Makoto SUGITA
A former penetration tester turned independent security researcher, I specialize in developing unconventional security tools and offensive/defensive techniques. My work often centers on tactical deception and delay strategies in cyber operations, which I regularly present at cybersecurity conferences across Japan.
Off the clock, I have an incurable vulnerability to good drinks—an "alcohol injection" bug that's still wide open.
Session
Have you heard of the term "Delaying Action"? In military strategy, it refers to a defensive maneuver where forces avoid decisive engagement, instead continuing to fight strategically for as long as possible to slow the enemy's advance. In today’s cyber warfare, where attacks are fast and automated, adversaries can breach assets in seconds. We believe this classical doctrine must be reimagined for modern cybersecurity.

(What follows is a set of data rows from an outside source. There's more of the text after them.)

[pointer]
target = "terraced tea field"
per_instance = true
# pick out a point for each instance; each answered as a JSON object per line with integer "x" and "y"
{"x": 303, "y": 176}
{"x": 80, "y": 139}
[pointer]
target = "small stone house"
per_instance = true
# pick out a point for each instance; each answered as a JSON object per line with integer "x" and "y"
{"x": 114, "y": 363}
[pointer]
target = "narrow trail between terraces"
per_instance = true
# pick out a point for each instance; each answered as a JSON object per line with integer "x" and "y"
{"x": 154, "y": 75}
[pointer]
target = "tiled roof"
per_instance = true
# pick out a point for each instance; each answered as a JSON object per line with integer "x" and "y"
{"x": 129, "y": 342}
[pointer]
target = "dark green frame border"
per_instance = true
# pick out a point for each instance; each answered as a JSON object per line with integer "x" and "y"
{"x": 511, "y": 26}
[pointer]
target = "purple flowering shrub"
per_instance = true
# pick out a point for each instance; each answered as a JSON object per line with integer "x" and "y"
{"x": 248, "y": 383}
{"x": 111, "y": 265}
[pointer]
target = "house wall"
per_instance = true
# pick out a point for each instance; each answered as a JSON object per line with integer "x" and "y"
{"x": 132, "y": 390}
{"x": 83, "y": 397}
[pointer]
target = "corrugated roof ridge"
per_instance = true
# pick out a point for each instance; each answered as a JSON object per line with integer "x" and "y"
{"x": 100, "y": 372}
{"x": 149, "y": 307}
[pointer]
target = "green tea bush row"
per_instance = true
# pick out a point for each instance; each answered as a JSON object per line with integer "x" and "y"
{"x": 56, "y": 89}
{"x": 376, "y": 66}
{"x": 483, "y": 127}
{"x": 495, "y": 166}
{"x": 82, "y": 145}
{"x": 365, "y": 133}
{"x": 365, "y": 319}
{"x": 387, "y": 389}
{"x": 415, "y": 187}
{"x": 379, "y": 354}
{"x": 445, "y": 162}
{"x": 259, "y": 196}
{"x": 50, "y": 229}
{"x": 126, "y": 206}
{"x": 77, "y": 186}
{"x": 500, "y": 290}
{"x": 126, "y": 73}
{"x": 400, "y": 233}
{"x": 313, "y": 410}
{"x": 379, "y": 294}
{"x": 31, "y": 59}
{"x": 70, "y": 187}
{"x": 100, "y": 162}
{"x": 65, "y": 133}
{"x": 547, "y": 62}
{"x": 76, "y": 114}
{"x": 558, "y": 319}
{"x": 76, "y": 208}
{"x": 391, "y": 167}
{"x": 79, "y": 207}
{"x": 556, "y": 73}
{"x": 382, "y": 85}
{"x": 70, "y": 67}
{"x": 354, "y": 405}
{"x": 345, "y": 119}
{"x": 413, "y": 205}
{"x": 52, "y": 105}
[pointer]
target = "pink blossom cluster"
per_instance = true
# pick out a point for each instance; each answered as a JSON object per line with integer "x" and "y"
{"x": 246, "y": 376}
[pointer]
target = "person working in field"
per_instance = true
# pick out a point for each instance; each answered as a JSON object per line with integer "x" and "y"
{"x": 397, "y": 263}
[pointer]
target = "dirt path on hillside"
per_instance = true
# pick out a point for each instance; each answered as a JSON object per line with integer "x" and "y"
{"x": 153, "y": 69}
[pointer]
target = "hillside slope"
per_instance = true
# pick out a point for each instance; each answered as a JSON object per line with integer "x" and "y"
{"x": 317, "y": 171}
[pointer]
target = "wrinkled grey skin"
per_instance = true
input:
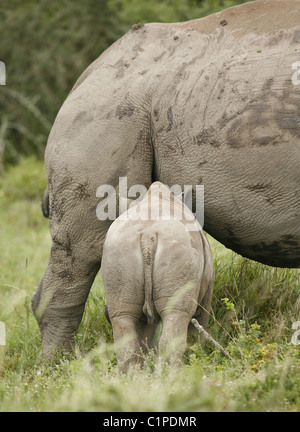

This concept inspired the development of the Azazel System, which implements Cyber Scapegoat technology—a novel deception mechanism that absorbs attacks, misleads adversaries, and strategically delays their progress. Unlike traditional honeypots that simply observe, the Cyber Scapegoat actively engages and binds the attacker, realizing a true delaying action in cyberspace.
Built entirely with open-source software on a Raspberry Pi 5, the Azazel System is lightweight, portable, and easy to deploy in home labs, gateways, VPN endpoints, or CTF environments.
In this talk, we encourage the audience to rethink cyber defense as a means of controlling time. Defense is not just about stopping attacks, but about delaying them tactically. We invite attendees to explore how deception and delay can be adapted to their own environments to build creative and resilient cyber defense strategies.